Тогда я засунул ее в рот поглубже, и моя «медвежья дудка» заревела:
Светит месяц,
Светит ясный!..
…Я давно уже пишу то, что называю мысленно — Дорогами России. «Дорога в лес», «В холмах», «Дорога через овраг», «Качели перед дорогой», «Городок у реки».
Есть акварели, гораздо больше графических листов, работаю маслом. И это невежество и чушь, что я изображаю ирреальность, что я выражаю будто бы в конкретных формах собственные сны.
Ну, как объяснить, что у меня естественный, а не «параллельный», не сдвинутый в сторону, а живой мир?!
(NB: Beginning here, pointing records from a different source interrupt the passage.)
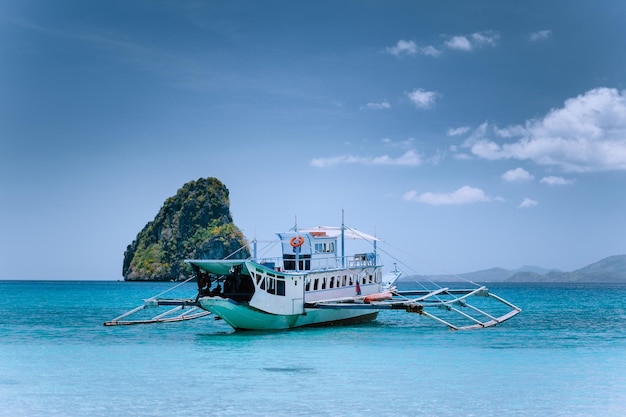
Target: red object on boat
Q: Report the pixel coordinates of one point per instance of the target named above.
(378, 297)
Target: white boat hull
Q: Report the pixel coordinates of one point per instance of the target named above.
(241, 316)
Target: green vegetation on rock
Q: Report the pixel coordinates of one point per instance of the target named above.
(194, 224)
Вот, возьмите, рисунок «В холмах». У меня посередине листа прямо и вдаль перед глазами идет через холмы пустая узкая дорога. Помните?.. Там никого нет нигде. Только внизу всюду они, в обрывах, огромные и совершенно конкретные — папоротники, перья вытягиваются чудовищных листьев, дудник. И от такой проклятой резкости фантастических, протянутых снизу листьев, от бесконечности пустой, непонятной дороги все и кажется сном.
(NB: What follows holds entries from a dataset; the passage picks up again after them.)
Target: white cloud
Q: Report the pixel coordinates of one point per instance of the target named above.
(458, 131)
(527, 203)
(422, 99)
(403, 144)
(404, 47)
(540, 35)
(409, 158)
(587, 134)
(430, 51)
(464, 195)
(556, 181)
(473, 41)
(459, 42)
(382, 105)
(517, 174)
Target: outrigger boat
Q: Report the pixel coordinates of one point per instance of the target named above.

Но я повторяю: выдумывать ничего не надо! Мне было самому не под силу, когда днем, а вовсе не в сумерках «нереальных», за мной вдогонку по пятам побежала вдруг сорока. Не летела она, а бежала, догоняя, как собака, перебирая ножками. Не больная она была, не раненая, не хлеба она хотела, я ей крошил хлеб, нет, она бежала за мной вплотную долго, полтора часа, до самой железной дороги, а где нельзя — перелетала, опять перелетала и приземлялась у моих ног. Она была очень большая. Что это было?..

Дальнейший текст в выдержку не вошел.